Skating Club: The Unfound Sound

Skating Club
The Unfound Sound
Kimchee
2004-11-16

The Skating Club is former Difference Engine member Aubrey Anderson. With his shoe-gazing days behind him, as they are with most bands, Anderson still needed an outlet to get his musical ideas out there. The Skating Club, a place Anderson would drive past routinely, became the inspiration for the band’s name. A debut solo album in 2001 was a mish mash of songs collected and amassed over several years. The first album fared quite well, the second album didn’t, so now with his third attempt The Unfound Sound, Anderson is back doing things on his own with interesting results.

The opening track, “The Long Hot July”, has Anderson sounding like the ’70s-era country star Ronnie Milsap if he was starting out today in rock circles. Slow and almost at a snail’s pace at times, the song has Anderson’s vocals out front driving the tune before the obligatory guitar accents the end of each lyric. “You want to know the person I wanna exorcise?”, Anderson sings before a fuzzed out guitar comes in to create a vast, wide-open type of tune. Part soul and part singer-songwriter, it resembles a cross between Michael Penn and Chris Isaak, which creates a haunting bit of lovable pop. “San Francisco” is more straightforward rock fodder that glides along nicely.

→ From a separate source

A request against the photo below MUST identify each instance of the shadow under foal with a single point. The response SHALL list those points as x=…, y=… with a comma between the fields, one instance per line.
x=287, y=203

Here Anderson tries to do his best Art Garfunkel-meets-Elliott Smith impersonation and it’s pretty decent. Like the first song, this one is also the type you can nestle into prior to the chorus. The lone complaint I have with the song is how it seems to be gutted by a premature fade out.

Anderson uses a keyboard effectively on the soft and tender title track. The guitar buzz seems an odd complement but it works here for some reason. In no hurry to get the song over with, Anderson seems to align himself with Beck’s Mutations album in some respects. But again the idea isn’t completely realized as it cuts itself too short after three minutes and change. “Summer Time” tries to recapture that precious Beach Boys breezy feeling but Anderson’s timbre is not quite as high to pull it off, making it more of a monotone Brian Wilson cover. The lone track which doesn’t quite fit the album’s mold is a fine and solid “Pretty Soon” that resembles a cross between the Handsome Family and Matthew Sweet. The effort is perhaps the album’s highlight as everything fits together for the greater good. Unfortunately, Anderson wears his heart on his sleeve too early and easily on the darker “Panic and Doubt”, a track that could be on Dolorean’s Not Exotic record.

One of the more eclectic offerings of the 11 presented is a jerky soul-rock tune entitled “The Spirit of the Stairs” as Anderson brings Ron Sexmith to mind. “I can’t move along and I can’t forget what I said”, he sings on the heartfelt tune. But even this is one-upped by the gorgeous “Beach Tar Footsie”, a mid-tempo tune with some electro-like back beat keeping it flowing. If you could envision Primitive Radio Gods with more substance and imagination, this would be a song they would nail. Again, Anderson is in no hurry as background noise and conversation weaves in and out of each headphone, causing some people to think of Pink Floyd’s Dark Side of the Moon. The ensuing “Count to Ten” tries the same thing but goes once too often to the musical well, a well that ran dry by the conclusion of “Beach Tar Footsie”. A cheesy keyboard introduces “Hope”, a folksy song whose title loses all of it before Anderson utters a single word. At times Skating Club has you going in splendid musical circles, but occasionally the songs leave you hoping for just a touch more.